China moves back troops by 2-2.5 km; both armies disengage at some locations – Indian Defence Research Wing

SOURCE: INDIA.COM

Finding a way to resolve the border dispute at Eastern Ladakh, India and China on Tuesday started disengaging their troops at multiple locations in the area.  The move to retreat the army from the locations comes at a time when both sides are engaged in military-level talks to resolve the month-long dispute.

As per updates, another round of talks between the Indian and Chinese armies are also going to be held later this week at the Patroling point 14 (Galwan area), Patrolling point 15 and Hot Springs area. Also Read – Ladakh Standoff: Won’t Tolerate India’s Pride Getting Affected, Talks With China in Progress, Says Rajnath Singh As per reports, Chinese Army has pulled back its troops from the Galwan Valley, PP-15 and Hot Springs in Eastern Ladakh area by 2 to 2.5 kilometres.

On the other hand, India has also retreated some of its troops and vehicles from the areas. Troops and infantry combat vehicles moved back by 2.5 km by People’s Liberation Army in Galwan area, Patrolling Point 15 and Hot Springs area. India has also moved some of its troops back, top government sources told news agency ANI.

The development comes a day after Defence Minister Rajnath Singh said that India wants a resolution to the decades-old border issue with China as soon as possible even as he described as “positive” last week’s high-level military dialogue between the two sides on the current “tussle” in eastern Ladakh.

However, he asserted that the Central government will not allow India’s pride and self-respect to be hurt at any cost, in an apparent reference to the border row with China in eastern Ladakh.

The India-China border dispute covers the 3,488-km-long LAC. China claims Arunachal Pradesh as part of southern Tibet while India contests it.

Both sides have been asserting that pending the final resolution of the boundary issue, it is necessary to maintain peace and tranquillity in the border areas.

“India’s policy has been to not hurt anyone’s dignity and honour. At the same time, we do not allow the country’s honour and self-respect to be hurt,” Rajnath said.

On the other hand, China said there is a need to implement the consensus reached between the two countries.

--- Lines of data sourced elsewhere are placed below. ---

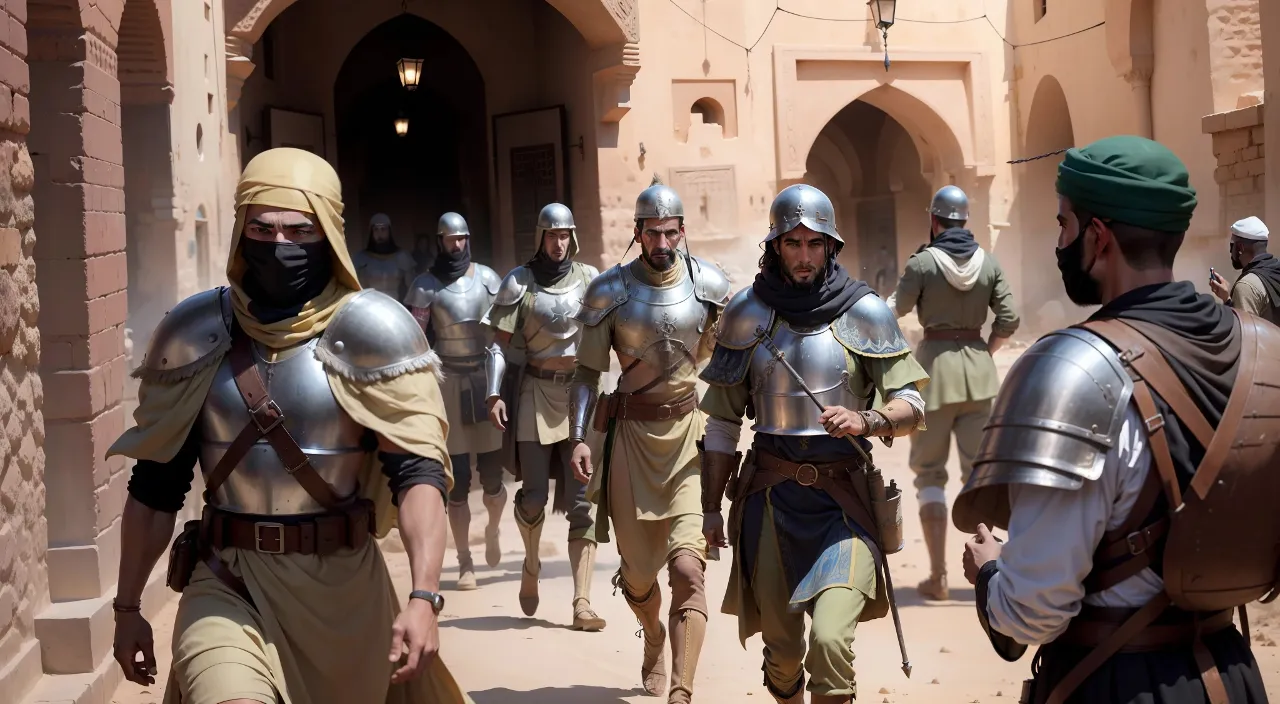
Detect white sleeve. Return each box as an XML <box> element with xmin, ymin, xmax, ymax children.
<box><xmin>984</xmin><ymin>403</ymin><xmax>1152</xmax><ymax>645</ymax></box>
<box><xmin>703</xmin><ymin>416</ymin><xmax>742</xmax><ymax>455</ymax></box>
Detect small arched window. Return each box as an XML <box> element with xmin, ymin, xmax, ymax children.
<box><xmin>691</xmin><ymin>98</ymin><xmax>725</xmax><ymax>129</ymax></box>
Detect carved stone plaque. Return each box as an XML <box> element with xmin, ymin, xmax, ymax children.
<box><xmin>668</xmin><ymin>166</ymin><xmax>737</xmax><ymax>236</ymax></box>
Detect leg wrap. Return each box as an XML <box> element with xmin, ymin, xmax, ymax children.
<box><xmin>514</xmin><ymin>504</ymin><xmax>544</xmax><ymax>616</ymax></box>
<box><xmin>619</xmin><ymin>572</ymin><xmax>667</xmax><ymax>696</ymax></box>
<box><xmin>481</xmin><ymin>483</ymin><xmax>507</xmax><ymax>568</ymax></box>
<box><xmin>667</xmin><ymin>554</ymin><xmax>708</xmax><ymax>703</ymax></box>
<box><xmin>447</xmin><ymin>501</ymin><xmax>476</xmax><ymax>591</ymax></box>
<box><xmin>447</xmin><ymin>453</ymin><xmax>472</xmax><ymax>504</ymax></box>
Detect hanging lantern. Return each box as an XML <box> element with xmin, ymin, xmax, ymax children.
<box><xmin>397</xmin><ymin>57</ymin><xmax>423</xmax><ymax>90</ymax></box>
<box><xmin>394</xmin><ymin>115</ymin><xmax>409</xmax><ymax>136</ymax></box>
<box><xmin>869</xmin><ymin>0</ymin><xmax>897</xmax><ymax>72</ymax></box>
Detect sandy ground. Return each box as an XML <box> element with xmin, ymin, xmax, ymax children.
<box><xmin>110</xmin><ymin>348</ymin><xmax>1280</xmax><ymax>703</ymax></box>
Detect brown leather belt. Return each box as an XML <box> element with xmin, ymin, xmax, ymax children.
<box><xmin>742</xmin><ymin>449</ymin><xmax>879</xmax><ymax>545</ymax></box>
<box><xmin>601</xmin><ymin>390</ymin><xmax>699</xmax><ymax>422</ymax></box>
<box><xmin>205</xmin><ymin>500</ymin><xmax>374</xmax><ymax>556</ymax></box>
<box><xmin>441</xmin><ymin>354</ymin><xmax>486</xmax><ymax>373</ymax></box>
<box><xmin>526</xmin><ymin>364</ymin><xmax>575</xmax><ymax>384</ymax></box>
<box><xmin>923</xmin><ymin>328</ymin><xmax>982</xmax><ymax>342</ymax></box>
<box><xmin>1058</xmin><ymin>605</ymin><xmax>1234</xmax><ymax>653</ymax></box>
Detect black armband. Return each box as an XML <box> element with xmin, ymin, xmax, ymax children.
<box><xmin>379</xmin><ymin>452</ymin><xmax>448</xmax><ymax>505</ymax></box>
<box><xmin>975</xmin><ymin>560</ymin><xmax>1028</xmax><ymax>662</ymax></box>
<box><xmin>126</xmin><ymin>426</ymin><xmax>200</xmax><ymax>513</ymax></box>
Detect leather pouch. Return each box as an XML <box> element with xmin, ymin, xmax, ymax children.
<box><xmin>166</xmin><ymin>519</ymin><xmax>202</xmax><ymax>593</ymax></box>
<box><xmin>868</xmin><ymin>471</ymin><xmax>904</xmax><ymax>555</ymax></box>
<box><xmin>590</xmin><ymin>393</ymin><xmax>611</xmax><ymax>434</ymax></box>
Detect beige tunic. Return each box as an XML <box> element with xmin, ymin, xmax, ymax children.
<box><xmin>1230</xmin><ymin>271</ymin><xmax>1278</xmax><ymax>325</ymax></box>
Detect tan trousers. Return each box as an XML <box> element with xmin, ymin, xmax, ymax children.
<box><xmin>909</xmin><ymin>399</ymin><xmax>991</xmax><ymax>495</ymax></box>
<box><xmin>752</xmin><ymin>509</ymin><xmax>866</xmax><ymax>698</ymax></box>
<box><xmin>609</xmin><ymin>443</ymin><xmax>706</xmax><ymax>592</ymax></box>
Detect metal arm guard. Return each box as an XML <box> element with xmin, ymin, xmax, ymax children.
<box><xmin>569</xmin><ymin>380</ymin><xmax>598</xmax><ymax>444</ymax></box>
<box><xmin>698</xmin><ymin>440</ymin><xmax>741</xmax><ymax>513</ymax></box>
<box><xmin>484</xmin><ymin>343</ymin><xmax>506</xmax><ymax>400</ymax></box>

The remarks of China’s Foreign Ministry spokesperson Hua Chunying came two days after a marathon military dialogue between India and China was held to peacefully resolve the current border standoff in accordance with bilateral agreements.

“One consensus is that the two sides need to implement the two leaders consensus and make sure that differences do not escalate into disputes,” Hua said, apparently referring to the directions of Chinese President Xi Jinping and Prime Minister Narendra Modi after their two informal summits, asking the militaries of the two countries to take more confidence building measures to maintain peace and tranquillity along the borders.

The Chinese Foreign Ministry spokesperson further said that the “two sides will work to maintain peace and tranquillity along the border and create a good atmosphere”.